There was the hint of a timid smile. "That's better, man! Now, off you go!"

He picked his chin up. "Aye, Aye, Sir."

And I watched him wander off with a smile. The luck was with this boy when he drew his fate in life; he might have ended up serving on Calypso or Dreadnaught. Instead, he is here.

On my way to sick berth I passed through the men, so many men, men no longer strangers to me, all with ready salutes.

"Aye, Mr. Brandon. Good te see ye back."

"Howze the weddin', Mr. Brandon?"

"Lookout fer Mr. Brandon, let 'im through."

"Good afternoon, Men. It is good to be back, it was a fine wedding, and I am returning to duty should anyone need me."

"Oy, Mr. Brandon. Any word on Mr. Bracegirdle's babe..."

"A boy, healthy and fit. His name is Andrew." I said, with a bit of pride. And that stirred another good memory from this day. I glanced over the berth and spotted my man to the side. "Mr. Morris, if you would be so good as to accompany me?"

He was confused, but I find the men usually fall in with any suggestion I should make. We were a silent pair until I was safely away from other ears.

"Mr. Morris..." I stopped.

"Aye, Mr. Brandon." He asked, looking at me with a slight turn to his head, brow furrowed. "What can I do fer ye?"

"I delivered Mr. Bracegirdle's child, Mr. Morris." I began, feeling strangely calm. "Your daughter assisted me."

He smiled. "Aye, my Violet, she's a fine lass, a right good girl, though I do say it meself. Got her mother's brains, too."

"She is all of that and more, Mr. Morris." I said, remembering her with a smile. "I have come to ask permission to write to her."

"I...beggin' yer pardon, Sir?"

"I want to write to her. Letters. I want to call on her when ever we are in port. I know she is young..."
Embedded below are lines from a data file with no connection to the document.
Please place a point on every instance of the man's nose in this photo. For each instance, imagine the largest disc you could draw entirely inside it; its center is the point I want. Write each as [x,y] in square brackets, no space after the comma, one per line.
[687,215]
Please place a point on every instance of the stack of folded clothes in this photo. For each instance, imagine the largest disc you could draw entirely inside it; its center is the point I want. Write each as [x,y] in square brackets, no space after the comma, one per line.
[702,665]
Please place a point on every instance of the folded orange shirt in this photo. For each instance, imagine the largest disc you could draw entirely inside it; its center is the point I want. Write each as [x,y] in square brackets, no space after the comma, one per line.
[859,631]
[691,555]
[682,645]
"She's fifteen...old enough, I reckon..." He muttered.

"...but I can assure you, my intentions are all honorable."

"But, Sir...yer the son of a Lord. We...we ain't nobody, Sir."

"I am nothing to my father now, Mr. Morris. And even before today, as a fifth son, I was never worth much. I shall always have to get my own way in this world, the same as you. And you are not a nobody. You are one of the best carpenter's I've ever seen, and a good man; I know you've been with Captain Pellew nigh on ten years, and you would not have lasted so long if you weren't a good man."

"Aye, well, the Captain, he's a rare good man himself." Morris looked beyond me, scratching his stubbled chin. "I suppose, if Violet does not have any objections..."

"I believe we are of the same mind." I said softly, blushing for the first time. THAT caught his eye, and he laughed.

"Well, then, more luck to you, Mr. Brandon. If Violet's chosen you, don't think you have much chance to get away."

"I have no desire to do so."

"Write to her then. I am glad...always afeared she'd go fallin' for the first smooth talkin' boy who took a fancy to her. Nice to know that a man like you found her first."

"Thank you, Mr. Morris."

"Now you be cuttin' that out. Can't have you callin' me Mister nothin' in front of me mates. They think I'm puttin on airs."

I cleared my voice then in mock gruffness. "Back to work, then, Morris, before the Captain sees you."

He nodded with a grin. "That's better. Aye, aye, Sir!"

So it was with a chuckle that I found my place in sick berth, and picked up my pen.

"Dear Violet...

I have so much to acquaint you with, about the wedding and how the rest of the day went..."

And with a weary but happy sigh, I smiled.